Though the parties dispute whether confidential information was transmitted, this is both unremarkable and irrelevant for the reasons set forth in Zador. If the transmission of confidential information in a joint representation vitiated the validity of conflict waiver, notwithstanding the Retainer Letter’s disclaimers to the contrary, virtually all conflict waivers would be ineffectual.
Unsurprisingly, as a result, New York courts have recognized that, where a valid conflict wavier exists, the traditional concerns about confidential information are inapposite. Indeed, the validity of conflict waivers is well established. For a conflict waiver to be valid, the former client must provide informed consent.
The Ridgeline Defendants further argue that the alleged fraud at issue in the new Canadian lawsuit merits deeming the conflict waiver unenforceable. the very point of a conflict waiver is that some future, unforeseen conflict may arise, misaligning the incentives underlying the joint defense. That was made clear in the Retainer Letter.
Indeed, if the conflict was expected, it is unlikely a joint defense agreement would have been entered into. It is to no avail to allege that the other defendant secretly knew about a conflict, since if that mere allegation warranted disqualification, disqualification would be a fait accompli. Prior knowledge of the conflict is inherently intertwined with the merits of the claim giving rise to it, making it virtually impossible to adjudicate on a disqualification motion. Since, as here, it is premature to reach the merits on a disqualification motion, there is no way to rebut the alleged conflict. Ergo, if a claim of knowledge of the conflict were enough to warrant disqualification, disqualification would almost always result.

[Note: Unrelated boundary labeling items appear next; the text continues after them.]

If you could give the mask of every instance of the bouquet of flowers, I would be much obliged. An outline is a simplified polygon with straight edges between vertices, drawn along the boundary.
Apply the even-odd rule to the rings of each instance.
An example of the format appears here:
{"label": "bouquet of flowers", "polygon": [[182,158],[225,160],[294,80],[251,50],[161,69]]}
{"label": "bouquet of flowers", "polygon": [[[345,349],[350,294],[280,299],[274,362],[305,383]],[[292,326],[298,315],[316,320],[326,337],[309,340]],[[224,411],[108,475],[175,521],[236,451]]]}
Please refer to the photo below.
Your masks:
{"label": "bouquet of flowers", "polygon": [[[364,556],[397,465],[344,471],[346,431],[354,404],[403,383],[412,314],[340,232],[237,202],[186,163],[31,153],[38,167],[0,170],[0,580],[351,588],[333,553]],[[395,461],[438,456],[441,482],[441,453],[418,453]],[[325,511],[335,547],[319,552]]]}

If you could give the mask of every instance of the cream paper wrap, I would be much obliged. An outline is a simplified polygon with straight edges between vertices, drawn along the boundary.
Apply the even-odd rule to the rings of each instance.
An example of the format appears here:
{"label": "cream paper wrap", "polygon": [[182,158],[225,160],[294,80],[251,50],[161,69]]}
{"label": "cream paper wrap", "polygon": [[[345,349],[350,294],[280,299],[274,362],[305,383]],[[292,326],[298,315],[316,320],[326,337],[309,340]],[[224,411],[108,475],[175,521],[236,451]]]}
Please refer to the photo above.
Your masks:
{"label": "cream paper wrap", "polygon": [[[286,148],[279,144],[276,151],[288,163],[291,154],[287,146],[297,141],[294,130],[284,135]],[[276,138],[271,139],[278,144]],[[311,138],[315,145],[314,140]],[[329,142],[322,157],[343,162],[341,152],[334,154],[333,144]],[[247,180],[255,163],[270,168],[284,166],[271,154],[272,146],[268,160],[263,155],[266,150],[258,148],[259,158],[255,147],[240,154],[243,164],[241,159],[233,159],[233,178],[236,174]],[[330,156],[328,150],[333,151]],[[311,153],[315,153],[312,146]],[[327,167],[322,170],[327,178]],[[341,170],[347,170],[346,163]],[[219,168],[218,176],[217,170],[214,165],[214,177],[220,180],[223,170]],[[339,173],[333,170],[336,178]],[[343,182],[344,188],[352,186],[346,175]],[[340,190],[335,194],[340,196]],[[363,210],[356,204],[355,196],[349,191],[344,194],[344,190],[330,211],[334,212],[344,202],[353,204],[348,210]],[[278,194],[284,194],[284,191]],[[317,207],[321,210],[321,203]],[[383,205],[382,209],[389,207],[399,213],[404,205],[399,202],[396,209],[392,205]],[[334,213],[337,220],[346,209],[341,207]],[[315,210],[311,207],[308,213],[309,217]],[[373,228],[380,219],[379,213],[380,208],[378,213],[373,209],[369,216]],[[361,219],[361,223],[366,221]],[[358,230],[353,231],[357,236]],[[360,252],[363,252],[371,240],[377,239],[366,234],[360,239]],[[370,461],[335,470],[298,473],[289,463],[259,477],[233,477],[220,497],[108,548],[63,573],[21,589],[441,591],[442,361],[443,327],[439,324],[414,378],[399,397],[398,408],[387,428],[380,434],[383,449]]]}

The Ridgeline Defendants, nonetheless, argue this does not matter and that equity militates in favor of disqualification in this case. The court disagrees. As the CWT Defendants persuasively argue, if disqualification were warranted in this case, it would follow that virtually all conflict waivers would be unenforceable, a result which is at odds with this state’s legal policy. Such a result would significantly impair the ability of co-defendants to mount a joint defense, leading to significant litigation inefficiencies and increased legal costs for litigants, who would unnecessarily have to hire
more lawyers to perform duplicative and expensive work.
(Internal quotations and citations omitted). The text of the conflict waiver in the Schlam Stone
engagement letter is repeated in full in the court’s opinion.